Nicolás Nynkeu

Personal information
- Full name: Nicolás Niverge Nynkeu
- Date of birth: 14 December 1982 (age 43)
- Place of birth: Douala, Cameroon
- Height: 1.78 m (5 ft 10 in)
- Position: Midfielder

Youth career
- –2000: AS Babimbi

Senior career*
- Years: Team / Apps / (Gls)
- 2000–2003: AS Babimbi
- 2003–2004: Kiseljak
- 2004–2006: Žepče
- 2006: Junak Sinj
- 2007: Croatia Sesvete / 1 / (0)
- 2007–2008: Hrvatski Dragovoljac / 13 / (0)
- 2008–2011: Slaven Belupo / 51 / (1)
- 2011–2012: Vinogradar / 9 / (0)
- 2012–2014: Međimurje / 13 / (3)
- 2014: Vrbovec / 20 / (0)
- 2014–2016: Savski Marof [hr]

= Nicolás Nynkeu =

Cameroonian footballer

Nicolás Niverge Nynkeu (born 14 December 1982) is a Cameroonian former footballer who played as a midfielder.
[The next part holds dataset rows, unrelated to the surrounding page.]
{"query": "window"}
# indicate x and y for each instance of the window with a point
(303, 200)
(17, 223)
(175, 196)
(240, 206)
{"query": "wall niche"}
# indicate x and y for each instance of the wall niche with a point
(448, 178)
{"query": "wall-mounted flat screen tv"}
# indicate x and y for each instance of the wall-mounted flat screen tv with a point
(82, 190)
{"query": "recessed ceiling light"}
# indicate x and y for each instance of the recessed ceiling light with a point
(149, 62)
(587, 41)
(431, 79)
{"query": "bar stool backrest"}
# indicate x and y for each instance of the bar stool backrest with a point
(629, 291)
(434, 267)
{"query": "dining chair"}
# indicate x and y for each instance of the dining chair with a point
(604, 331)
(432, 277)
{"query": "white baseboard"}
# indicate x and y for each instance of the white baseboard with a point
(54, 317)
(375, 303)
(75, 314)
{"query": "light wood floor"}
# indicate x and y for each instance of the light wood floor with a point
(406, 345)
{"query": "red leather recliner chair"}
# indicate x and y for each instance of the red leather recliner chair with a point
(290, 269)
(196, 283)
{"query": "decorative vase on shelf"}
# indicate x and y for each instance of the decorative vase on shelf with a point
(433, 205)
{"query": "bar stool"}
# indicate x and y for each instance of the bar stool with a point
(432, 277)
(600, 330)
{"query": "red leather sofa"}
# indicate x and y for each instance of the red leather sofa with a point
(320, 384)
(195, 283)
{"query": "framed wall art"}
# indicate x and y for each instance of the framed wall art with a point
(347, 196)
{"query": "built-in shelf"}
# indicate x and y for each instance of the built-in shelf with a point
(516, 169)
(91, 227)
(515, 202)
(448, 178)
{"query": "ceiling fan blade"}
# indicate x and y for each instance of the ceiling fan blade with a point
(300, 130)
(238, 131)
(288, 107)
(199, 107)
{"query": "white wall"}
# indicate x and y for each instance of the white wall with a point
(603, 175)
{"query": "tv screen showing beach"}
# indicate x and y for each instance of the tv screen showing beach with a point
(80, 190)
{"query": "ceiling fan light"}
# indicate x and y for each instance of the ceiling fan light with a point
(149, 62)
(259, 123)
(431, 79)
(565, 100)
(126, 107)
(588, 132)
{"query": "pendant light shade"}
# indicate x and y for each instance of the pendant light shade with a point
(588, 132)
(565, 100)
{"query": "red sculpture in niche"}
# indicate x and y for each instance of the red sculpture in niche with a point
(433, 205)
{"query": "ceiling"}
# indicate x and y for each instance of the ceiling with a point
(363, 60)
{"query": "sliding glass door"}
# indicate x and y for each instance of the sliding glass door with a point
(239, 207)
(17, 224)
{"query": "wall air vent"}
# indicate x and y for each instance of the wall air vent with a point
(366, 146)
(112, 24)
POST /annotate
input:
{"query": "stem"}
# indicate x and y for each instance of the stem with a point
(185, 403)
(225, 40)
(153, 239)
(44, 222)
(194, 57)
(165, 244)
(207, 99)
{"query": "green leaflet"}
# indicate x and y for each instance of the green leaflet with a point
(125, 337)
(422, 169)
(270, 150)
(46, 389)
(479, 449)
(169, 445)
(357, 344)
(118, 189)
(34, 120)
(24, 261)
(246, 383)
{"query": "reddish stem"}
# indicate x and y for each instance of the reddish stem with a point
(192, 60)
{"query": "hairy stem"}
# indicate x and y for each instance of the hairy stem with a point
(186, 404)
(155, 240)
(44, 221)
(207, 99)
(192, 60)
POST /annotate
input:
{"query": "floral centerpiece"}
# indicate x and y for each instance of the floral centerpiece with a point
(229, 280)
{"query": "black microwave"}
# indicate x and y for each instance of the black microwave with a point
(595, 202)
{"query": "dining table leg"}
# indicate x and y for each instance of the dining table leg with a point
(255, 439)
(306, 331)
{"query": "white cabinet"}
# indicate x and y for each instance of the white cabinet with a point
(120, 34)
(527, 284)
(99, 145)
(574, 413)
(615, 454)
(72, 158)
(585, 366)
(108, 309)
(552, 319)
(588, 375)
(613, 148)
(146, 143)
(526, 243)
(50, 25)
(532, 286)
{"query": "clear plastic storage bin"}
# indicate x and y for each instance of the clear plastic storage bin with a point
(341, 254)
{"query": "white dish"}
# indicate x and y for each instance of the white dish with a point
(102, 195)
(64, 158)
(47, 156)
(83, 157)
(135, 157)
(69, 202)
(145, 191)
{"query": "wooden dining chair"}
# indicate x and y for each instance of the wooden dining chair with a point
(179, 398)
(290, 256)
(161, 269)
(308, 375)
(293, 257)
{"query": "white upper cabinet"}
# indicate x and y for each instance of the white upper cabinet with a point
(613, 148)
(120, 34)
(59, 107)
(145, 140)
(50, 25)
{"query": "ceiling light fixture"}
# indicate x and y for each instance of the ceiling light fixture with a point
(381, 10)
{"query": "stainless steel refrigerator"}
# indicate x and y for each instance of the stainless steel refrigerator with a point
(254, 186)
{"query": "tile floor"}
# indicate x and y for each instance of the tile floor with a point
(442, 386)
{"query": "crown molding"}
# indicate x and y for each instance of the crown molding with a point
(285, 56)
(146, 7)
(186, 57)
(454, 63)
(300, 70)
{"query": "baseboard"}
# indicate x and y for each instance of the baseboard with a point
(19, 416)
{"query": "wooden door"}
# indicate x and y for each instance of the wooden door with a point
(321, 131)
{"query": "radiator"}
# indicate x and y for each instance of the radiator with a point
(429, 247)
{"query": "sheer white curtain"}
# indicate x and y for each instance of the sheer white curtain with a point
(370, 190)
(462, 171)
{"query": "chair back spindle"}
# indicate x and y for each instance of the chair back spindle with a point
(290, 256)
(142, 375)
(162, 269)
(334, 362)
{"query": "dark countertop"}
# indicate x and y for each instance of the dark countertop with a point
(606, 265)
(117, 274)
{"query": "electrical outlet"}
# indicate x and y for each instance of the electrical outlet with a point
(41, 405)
Born in Douala, Nynkeu started his career with local club AS Babimbi in 2000, before signing for Bosnian side Kiseljak in 2003. After spending a year as a player at Kiseljak, Nynkeu moved to Žepče, where he first started playing professionally. In July 2006 he left for Croatian lower level side Junak Sinj, where he stayed for six months and then had spells with Croatia Sesvete and Hrvatski Dragovoljac before joining Slaven Belupo in July 2008. In 2011 Nynkeu moved to Vinogradar.